July 15, 2019
Green Plains Operating Company LLC
1811 Aksarben Drive
Omaha, NE 68106
Re: Consent re that certain Credit Agreement (as amended, restated or modified from time to time), dated as of July 1, 2015, among Green Plains Operating Company LLC (the “Borrower”), the guarantors party thereto, the lenders party thereto (the “Lenders”) and Bank of America, N.A., as administrative agent (the “Administrative Agent”)
Ladies and Gentlemen:
Reference is hereby made to the Credit Agreement described above. Capitalized terms used herein without definition shall have the meanings ascribed to such terms in the Credit Agreement.
The Borrower has requested that the Administrative Agent and the Required Lenders consent to an exception to the definition of “Portfolio Optimization Dispositions” in Section 1.01 of the Credit Agreement to permit the Loan Parties to sell up to seven ethanol storage terminals (and related assets) subject to the requirements and conditions applicable to Permitted Optimization Dispositions (the “Permitted Ethanol Sales”).

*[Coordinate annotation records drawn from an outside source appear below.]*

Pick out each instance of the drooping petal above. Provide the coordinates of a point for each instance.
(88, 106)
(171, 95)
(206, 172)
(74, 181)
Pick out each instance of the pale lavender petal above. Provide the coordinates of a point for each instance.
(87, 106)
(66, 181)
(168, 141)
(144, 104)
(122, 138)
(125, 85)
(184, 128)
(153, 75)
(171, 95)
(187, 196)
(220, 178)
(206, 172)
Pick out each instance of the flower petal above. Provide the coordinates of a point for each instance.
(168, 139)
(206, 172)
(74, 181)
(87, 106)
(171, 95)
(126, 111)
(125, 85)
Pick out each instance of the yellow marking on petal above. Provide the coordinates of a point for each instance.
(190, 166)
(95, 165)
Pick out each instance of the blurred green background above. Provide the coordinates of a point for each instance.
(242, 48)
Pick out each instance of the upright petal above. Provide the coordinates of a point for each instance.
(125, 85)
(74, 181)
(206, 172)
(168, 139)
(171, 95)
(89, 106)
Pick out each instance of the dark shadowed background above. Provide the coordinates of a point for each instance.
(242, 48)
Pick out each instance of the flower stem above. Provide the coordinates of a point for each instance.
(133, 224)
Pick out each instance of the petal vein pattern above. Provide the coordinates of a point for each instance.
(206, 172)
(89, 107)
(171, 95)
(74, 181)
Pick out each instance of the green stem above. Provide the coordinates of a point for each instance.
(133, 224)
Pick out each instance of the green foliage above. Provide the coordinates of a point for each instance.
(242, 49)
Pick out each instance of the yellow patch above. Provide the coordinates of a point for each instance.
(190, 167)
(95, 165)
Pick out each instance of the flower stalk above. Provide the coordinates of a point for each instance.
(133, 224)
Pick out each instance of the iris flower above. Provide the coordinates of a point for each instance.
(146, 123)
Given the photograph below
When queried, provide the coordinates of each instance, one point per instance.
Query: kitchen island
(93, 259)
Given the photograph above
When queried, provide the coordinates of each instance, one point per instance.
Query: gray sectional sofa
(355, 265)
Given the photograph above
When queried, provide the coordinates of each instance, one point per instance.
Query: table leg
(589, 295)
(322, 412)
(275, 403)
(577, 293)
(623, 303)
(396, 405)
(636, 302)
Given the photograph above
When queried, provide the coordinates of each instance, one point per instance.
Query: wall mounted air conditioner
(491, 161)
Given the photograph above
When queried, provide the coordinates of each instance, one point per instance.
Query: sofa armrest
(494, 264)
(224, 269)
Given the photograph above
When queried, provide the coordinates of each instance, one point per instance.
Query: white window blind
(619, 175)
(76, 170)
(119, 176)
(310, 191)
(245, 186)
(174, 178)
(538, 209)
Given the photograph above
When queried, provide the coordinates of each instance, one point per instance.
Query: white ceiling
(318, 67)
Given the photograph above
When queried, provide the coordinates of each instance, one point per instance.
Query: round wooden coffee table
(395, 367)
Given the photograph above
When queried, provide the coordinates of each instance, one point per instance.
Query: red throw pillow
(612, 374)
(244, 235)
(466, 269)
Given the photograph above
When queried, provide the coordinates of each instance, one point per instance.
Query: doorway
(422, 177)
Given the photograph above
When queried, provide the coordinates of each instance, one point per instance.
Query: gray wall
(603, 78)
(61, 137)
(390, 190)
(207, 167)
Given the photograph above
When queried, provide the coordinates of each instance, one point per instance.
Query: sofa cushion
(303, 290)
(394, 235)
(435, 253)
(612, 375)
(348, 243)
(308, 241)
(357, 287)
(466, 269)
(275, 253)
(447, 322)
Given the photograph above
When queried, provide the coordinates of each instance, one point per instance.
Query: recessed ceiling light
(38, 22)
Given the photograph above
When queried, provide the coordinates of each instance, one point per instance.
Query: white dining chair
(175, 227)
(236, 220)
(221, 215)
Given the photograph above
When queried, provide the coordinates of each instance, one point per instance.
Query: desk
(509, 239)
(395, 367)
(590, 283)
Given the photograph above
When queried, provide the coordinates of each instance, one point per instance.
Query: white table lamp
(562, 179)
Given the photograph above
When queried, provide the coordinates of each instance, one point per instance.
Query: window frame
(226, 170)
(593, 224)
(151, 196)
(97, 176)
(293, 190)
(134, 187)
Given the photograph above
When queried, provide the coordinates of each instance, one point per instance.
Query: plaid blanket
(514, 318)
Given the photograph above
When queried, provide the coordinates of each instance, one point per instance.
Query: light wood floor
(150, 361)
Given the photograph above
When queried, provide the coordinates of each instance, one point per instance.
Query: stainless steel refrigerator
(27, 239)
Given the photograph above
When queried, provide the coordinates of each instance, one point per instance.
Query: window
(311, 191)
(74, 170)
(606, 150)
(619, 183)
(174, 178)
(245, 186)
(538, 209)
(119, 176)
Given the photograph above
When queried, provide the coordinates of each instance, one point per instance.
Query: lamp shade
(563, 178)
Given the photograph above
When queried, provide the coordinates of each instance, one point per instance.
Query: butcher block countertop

Notwithstanding any provisions of the Credit Agreement to the contrary, the Administrative Agent and the Required Lenders hereby consent to the Permitted Ethanol Sales. The consent contained herein is a one-time consent and is expressly limited to the purposes and matters set forth herein. Nothing contained herein shall constitute a waiver or modification of any other rights or remedies the Administrative Agent or any Lender may have under any Loan Document or applicable Law. The Credit Agreement shall remain in full force and effect according to its terms (as modified by this letter).
This letter may be executed by the parties hereto in several counterparts, each of which shall be deemed to be an original and all of which shall constitute together but one and the same agreement. Delivery of an executed counterpart by facsimile or other secure electronic format (.pdf) shall be as effective as an original. This letter shall become effective upon (a) the Administrative Agent's receipt of counterparts hereof duly executed by the Required Lenders and the Loan Parties and (b) the Administrative Agent's receipt, for itself and for account of the Lenders executing this letter, of any fees and expenses required to be paid in connection with this letter. This letter is a Loan Document.
THE TERMS OF SECTIONS 11.14 AND 11.15 OF THE CREDIT AGREEMENT ARE INCORPORATED HEREIN BY REFERENCE, MUTATIS MUTANDIS.